The tilted hemisphere.
A solid hemisphere of radius R rests on a surface rough enough so it doesn't slip. The ramp tilt is φ.
1. Assuming that friction is sufficient that the hemisphere doesn't slip. What is the maximum angle of the tilted plane that can allow the hemisphere to rest on the plane in static equilibrium?
2. Resting at smaller angles of tilt, if the hemisphere is tweaked a bit it will vibrate for a brief while. What is the period of this small angle motion? How does this depend on the mass of the hemisphere or the angle of the plane?
3. A solid hemisphere rests on a level, flat surface, with its flat side down. It is given a forceful spin. It rises to spin on its edge a while, then settles down as it loses energy. In its final resting position is its flat face up, or is its flat face down?
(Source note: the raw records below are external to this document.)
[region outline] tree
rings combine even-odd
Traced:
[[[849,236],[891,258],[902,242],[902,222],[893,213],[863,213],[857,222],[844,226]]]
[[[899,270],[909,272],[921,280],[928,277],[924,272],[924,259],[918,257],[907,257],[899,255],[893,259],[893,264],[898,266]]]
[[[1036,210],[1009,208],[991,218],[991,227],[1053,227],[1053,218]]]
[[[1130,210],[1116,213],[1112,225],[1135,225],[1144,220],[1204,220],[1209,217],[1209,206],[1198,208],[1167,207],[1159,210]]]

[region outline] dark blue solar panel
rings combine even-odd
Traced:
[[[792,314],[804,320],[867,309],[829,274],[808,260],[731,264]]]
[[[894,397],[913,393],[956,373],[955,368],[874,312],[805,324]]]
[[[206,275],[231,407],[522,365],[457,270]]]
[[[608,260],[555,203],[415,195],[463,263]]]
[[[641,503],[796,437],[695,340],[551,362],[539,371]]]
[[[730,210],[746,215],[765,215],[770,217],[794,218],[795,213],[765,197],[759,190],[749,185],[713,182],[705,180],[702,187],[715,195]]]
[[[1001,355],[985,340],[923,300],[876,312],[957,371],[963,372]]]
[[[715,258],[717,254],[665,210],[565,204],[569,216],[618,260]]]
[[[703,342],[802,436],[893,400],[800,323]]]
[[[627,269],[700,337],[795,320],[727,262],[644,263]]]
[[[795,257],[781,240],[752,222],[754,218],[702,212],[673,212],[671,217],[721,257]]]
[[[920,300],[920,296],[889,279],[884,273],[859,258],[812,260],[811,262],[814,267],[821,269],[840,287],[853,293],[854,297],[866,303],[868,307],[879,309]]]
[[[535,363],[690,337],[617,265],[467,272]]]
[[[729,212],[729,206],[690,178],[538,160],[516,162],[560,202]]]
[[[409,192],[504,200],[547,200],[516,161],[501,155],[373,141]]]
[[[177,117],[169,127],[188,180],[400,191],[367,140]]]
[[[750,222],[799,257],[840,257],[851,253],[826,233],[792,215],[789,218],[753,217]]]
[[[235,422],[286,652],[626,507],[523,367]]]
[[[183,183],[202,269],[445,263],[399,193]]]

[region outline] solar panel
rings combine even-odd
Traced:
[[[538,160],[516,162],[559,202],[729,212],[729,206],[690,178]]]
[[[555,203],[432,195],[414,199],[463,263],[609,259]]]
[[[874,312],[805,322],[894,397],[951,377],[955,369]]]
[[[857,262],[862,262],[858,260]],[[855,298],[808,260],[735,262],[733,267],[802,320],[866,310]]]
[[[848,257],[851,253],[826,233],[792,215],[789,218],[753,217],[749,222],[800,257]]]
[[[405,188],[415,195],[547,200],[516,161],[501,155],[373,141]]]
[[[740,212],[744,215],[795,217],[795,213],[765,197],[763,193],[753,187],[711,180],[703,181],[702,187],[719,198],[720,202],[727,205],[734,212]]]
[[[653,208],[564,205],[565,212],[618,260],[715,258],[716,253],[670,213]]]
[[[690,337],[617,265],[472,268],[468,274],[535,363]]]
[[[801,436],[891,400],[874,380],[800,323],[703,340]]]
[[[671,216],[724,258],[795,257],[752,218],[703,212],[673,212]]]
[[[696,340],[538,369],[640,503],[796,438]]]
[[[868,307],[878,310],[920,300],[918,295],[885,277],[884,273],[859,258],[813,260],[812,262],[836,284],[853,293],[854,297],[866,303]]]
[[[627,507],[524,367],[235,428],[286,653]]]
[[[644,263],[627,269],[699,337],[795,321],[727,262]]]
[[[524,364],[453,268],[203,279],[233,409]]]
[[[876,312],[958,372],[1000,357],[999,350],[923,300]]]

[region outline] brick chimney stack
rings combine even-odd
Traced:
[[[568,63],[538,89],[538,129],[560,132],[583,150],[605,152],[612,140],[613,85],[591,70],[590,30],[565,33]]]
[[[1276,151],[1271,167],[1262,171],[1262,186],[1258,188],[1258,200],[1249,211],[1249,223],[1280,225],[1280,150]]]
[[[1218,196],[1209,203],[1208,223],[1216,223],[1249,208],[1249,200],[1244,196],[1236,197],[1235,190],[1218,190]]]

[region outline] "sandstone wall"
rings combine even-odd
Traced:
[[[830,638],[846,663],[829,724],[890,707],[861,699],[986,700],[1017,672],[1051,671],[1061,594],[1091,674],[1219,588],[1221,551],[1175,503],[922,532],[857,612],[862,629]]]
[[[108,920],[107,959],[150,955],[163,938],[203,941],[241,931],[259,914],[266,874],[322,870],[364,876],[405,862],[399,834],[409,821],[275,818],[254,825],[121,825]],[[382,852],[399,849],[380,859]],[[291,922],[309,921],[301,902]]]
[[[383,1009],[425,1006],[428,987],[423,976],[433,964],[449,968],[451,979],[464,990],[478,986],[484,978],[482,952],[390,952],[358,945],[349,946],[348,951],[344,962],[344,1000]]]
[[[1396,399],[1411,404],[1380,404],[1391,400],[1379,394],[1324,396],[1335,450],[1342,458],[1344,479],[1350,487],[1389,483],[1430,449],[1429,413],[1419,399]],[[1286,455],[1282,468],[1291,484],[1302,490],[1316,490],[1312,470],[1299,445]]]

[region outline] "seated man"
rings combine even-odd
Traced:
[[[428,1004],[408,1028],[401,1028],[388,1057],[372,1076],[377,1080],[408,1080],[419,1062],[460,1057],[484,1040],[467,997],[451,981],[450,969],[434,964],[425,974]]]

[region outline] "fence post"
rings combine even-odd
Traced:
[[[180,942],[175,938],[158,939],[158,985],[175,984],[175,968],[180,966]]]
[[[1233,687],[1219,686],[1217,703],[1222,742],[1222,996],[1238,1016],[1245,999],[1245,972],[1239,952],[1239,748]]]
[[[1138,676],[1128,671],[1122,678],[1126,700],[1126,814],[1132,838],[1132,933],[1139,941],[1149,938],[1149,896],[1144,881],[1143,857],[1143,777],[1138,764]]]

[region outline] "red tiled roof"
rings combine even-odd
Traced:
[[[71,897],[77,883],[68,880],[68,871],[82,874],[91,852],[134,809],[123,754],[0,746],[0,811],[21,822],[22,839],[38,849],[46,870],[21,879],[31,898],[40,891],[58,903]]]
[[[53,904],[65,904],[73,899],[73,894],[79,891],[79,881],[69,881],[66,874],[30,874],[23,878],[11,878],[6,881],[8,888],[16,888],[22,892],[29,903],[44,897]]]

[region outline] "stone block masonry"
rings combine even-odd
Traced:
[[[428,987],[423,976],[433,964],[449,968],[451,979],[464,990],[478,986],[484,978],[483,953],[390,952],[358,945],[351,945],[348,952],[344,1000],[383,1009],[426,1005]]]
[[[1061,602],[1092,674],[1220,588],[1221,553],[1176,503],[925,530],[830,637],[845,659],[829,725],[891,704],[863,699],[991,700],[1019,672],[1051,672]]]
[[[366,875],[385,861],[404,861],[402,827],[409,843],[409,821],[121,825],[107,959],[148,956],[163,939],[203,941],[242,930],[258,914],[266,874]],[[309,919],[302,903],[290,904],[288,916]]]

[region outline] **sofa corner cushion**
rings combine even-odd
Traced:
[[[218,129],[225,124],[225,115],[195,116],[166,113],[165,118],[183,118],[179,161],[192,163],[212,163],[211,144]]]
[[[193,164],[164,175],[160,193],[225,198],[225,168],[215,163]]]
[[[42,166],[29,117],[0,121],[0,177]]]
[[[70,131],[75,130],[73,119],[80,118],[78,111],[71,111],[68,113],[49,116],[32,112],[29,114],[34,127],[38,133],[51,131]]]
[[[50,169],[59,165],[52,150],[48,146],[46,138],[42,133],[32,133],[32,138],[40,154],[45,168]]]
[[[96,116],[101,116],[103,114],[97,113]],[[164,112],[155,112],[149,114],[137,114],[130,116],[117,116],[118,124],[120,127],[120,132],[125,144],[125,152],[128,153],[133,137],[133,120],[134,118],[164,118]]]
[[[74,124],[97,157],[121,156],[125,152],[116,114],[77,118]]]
Before you answer, note that the hemisphere held at rest with flat side vertical will fall so it ends up at rest with flat side up. The student says, "Of course, the center of mass is not at the hemisphere's center, but is toward the curved side, so that side will fall." Does this appply to the case of the hemisphere spinning on its edge.
In all cases, show your reasoning and mathematical analysis.
Hints.1. The center of mass of a solid hemisphere of radius R is 3R/8 from the flat face. You can look this up, or find its derivation many places on the web.
At equilibrium on the tilted plane, the hemisphere's axis tilts from the vertical at the same angle the plane tilts to the horizontal.
2. At smaller inclination angles of the plane, the hemisphere can be in static equilibrium, its axis tilted at the same angle as the plane's inclination angle, At zero inclination the hemisphere can oscillate as a physical pendulum. It also does so on the tilted plane, but does the tilt change the oscillation period?
We can be confident that the period will not depend on the hemisphere's mass. But if you don't know why, perhaps you should start with the more fundamental question, why is the period of a simple pendulum independent of mass? Why do bodies of different mass in a vacuum fall equal distances in equal times?